Arregalando os olhos, a jovem encarou seu acompanhante. "O quê?". Será que ela havia entendido direito?

"Sinto muito que as coisas tenham chegado a esse ponto... Nunca quis magoá-la... Eu só... só queria protegê-la".

"Xiaolang...". Sakura sentiu lágrimas nos olhos, não podia crer no que ele estava falando.

Talvez pela primeira vez desde que encontraram, os dois se fitaram sem a sombra da mágoa ou da raiva. E puderam ver, naquele olhar, os sentimentos que tinham guardados dentro do peito.
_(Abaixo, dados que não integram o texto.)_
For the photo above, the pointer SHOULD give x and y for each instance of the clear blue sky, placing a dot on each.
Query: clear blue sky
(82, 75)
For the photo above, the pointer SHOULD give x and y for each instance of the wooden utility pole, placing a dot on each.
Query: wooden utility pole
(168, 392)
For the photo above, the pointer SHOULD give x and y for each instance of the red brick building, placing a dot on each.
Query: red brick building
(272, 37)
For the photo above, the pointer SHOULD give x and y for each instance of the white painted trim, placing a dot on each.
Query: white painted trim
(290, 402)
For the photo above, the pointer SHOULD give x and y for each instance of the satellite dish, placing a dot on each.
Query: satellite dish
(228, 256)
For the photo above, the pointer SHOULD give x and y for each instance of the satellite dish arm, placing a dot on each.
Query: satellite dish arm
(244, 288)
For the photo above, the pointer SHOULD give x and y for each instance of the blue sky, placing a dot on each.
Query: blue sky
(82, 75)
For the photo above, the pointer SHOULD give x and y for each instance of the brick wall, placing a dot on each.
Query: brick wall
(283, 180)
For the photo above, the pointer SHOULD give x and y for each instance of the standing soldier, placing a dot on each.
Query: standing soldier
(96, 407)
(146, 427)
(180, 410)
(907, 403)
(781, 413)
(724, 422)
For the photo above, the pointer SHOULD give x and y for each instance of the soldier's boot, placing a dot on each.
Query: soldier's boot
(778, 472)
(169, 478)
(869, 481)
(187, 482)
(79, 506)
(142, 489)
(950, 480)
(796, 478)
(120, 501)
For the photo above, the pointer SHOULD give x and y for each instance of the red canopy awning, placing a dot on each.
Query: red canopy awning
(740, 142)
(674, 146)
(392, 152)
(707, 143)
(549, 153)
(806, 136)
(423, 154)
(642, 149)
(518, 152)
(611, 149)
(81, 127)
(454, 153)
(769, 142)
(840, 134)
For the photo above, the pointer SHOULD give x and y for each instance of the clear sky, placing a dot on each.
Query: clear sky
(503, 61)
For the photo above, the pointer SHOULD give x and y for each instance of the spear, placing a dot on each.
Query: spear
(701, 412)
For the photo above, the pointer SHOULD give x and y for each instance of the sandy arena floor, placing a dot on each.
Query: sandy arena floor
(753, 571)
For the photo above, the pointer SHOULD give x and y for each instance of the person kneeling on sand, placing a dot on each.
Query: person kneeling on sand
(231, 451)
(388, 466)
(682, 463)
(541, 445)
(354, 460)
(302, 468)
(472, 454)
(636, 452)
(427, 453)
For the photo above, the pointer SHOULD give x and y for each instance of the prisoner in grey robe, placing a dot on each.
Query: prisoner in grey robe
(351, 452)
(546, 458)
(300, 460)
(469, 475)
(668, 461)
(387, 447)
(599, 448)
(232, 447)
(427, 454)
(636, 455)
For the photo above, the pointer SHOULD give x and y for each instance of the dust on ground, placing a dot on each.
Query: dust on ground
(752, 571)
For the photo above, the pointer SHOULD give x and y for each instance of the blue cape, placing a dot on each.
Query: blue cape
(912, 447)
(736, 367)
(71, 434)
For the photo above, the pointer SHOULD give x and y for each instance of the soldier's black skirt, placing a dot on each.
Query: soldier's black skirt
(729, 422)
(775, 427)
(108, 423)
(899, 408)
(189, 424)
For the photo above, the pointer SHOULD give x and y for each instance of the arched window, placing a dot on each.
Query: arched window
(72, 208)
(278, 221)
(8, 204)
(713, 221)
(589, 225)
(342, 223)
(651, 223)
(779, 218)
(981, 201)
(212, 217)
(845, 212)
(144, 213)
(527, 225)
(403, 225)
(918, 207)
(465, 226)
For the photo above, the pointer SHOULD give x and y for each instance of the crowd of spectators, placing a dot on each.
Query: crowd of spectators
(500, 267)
Sakura virou a cabeça, desviando os olhos. Se continuasse encarando Xiaolang, não resistiria e acabaria contando toda a verdade. 'Só mais um pouco, Sakura. Só precisa agüentar mais um pouco...', pensou resoluta.

"Sakura, desfaça esse noivado tolo e volte comigo para Hong Kong...", ele pediu.

"Não posso...", ela respondeu. "Eu dei minha palavra, Xiaolang...".

"Mas Sakura, você e eu...".

"O quê?".

Por isso, ele não esperava. Não queria acreditar que ela estava renunciando a tudo o que tinham por causa daquele advogado. O que seria dele agora? O que tinha planejado tão cuidadosamente fora por água abaixo. Estava tão imerso em seus pensamentos que não percebeu que o coche parou.

"Chegamos, senhor", disse o cocheiro.

O jovem casal desceu e Li pagou ao rapaz, que partiu em seguida. Voltando-se para Sakura, pegou-a fitando-o com intensidade.

"Quer mesmo se casar com Tsukishiro?", perguntou de súbito.

Ela desviou o olhar novamente. Não, não queria mas, mesmo assim, assentiu com a cabeça.

"Então não irei mais ser um obstáculo. Desfaço aqui o nosso noivado... E quero que seja feliz", ele deu um meio sorriso. "Se Tsukishiro a ferir de alguma forma, eu venho e acabo com ele".

"Xiaolang, eu tenho...", novamente Sakura sentiu vontade de chorar. Engoliu em seco, tentando se livrar do aperto que sentia na garganta. Sabia que sua voz estava trêmula, mas não se importava.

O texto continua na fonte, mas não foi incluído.